В конце 1953 года в публичную печатную речь эпохи вошло, с неофициозной стороны, слово «искренность» в применении к литературе как указание на необходимое ее качество. Можно без преувеличения сказать, что слово, выбранное в качестве ключевого в названии большой статьи,[116] казалось почти иноязычным, впервые вводимым в отечественный обиход в качестве определения такого официального, регламентированного дела, как литература. До сих пор это слово в живом советском употреблении принадлежало, во-первых, к бытовому языку, во-вторых, к протокольному, достаточно герметичному языку партийной жизни исключали из партии с формулировкой «за неискренность». Теперь оно стало означать, с одной стороны, освобождение от регламента. С другой же, в более узком и более приемлемом для печатного литературного процесса значении попытку вернуться к искренней (в отличие от официоза), близкой к фронтовой, адекватности слова действию, вере в идею революции.
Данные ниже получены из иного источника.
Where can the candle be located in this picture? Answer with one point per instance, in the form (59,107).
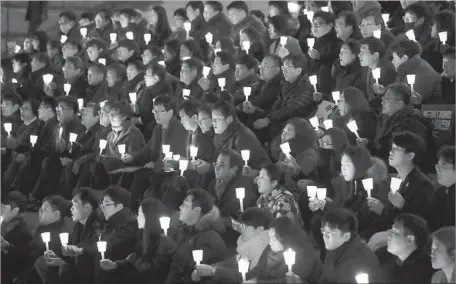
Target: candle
(185,94)
(64,238)
(183,164)
(33,139)
(376,74)
(197,256)
(147,38)
(164,224)
(243,265)
(328,124)
(285,148)
(310,42)
(443,36)
(67,88)
(193,152)
(311,191)
(362,278)
(209,38)
(206,71)
(293,7)
(314,122)
(313,80)
(221,82)
(73,137)
(246,46)
(8,127)
(321,193)
(245,156)
(353,127)
(133,97)
(83,32)
(121,149)
(166,148)
(247,92)
(368,185)
(336,96)
(47,78)
(103,144)
(395,184)
(377,33)
(240,194)
(290,257)
(113,37)
(46,239)
(101,245)
(410,35)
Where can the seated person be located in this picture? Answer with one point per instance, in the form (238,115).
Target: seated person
(346,254)
(408,243)
(200,228)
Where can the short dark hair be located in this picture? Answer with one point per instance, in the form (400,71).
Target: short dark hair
(406,47)
(447,153)
(118,195)
(416,226)
(166,101)
(58,203)
(375,45)
(248,61)
(238,5)
(203,199)
(256,217)
(411,142)
(189,107)
(216,5)
(235,157)
(401,91)
(342,219)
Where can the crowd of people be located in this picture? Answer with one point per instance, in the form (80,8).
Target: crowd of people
(195,150)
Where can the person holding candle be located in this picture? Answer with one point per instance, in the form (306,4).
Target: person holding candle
(407,60)
(346,254)
(200,228)
(408,244)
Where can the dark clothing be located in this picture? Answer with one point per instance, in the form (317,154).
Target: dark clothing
(345,262)
(416,268)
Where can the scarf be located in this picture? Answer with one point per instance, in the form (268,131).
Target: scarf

Коллизия была зафиксирована Наумом Коржавиным еще в стихотворении 1944 года (писавшемся не для печати):
И я поверить не умел никак,
Когда насквозь неискренние люди
Нам говорили речи о врагах
Именно в связи с этими поисками искренности и поэтов и их читателей развернуло в 1958 году к Маяковскому к открытому летом того года памятнику, к личности поэта и его стиховой традиции. Под этим именно знаком и стали собираться у памятника для чтения и слушания стихов («Спорили об искренности в литературе» свидетельствовал впоследствии В. Осипов[118]).
В 1955 году Леонид Мартынов, поэт старшего поколения (на пять лет старше Твардовского, на десять Симонова, почти на двадцать Булата Окуджавы), вернулся после десятилетнего остракизма (которому был подвергнут из-за «Прохожего»[119] (1935, 1945), в год второй не удавшейся, как и первая, попытки оттепели) на страницы печати, вернулся во многом как новый поэт нового времени. Его стихи стали одним из нескольких самых заметных литературных фактов середины 1950-х.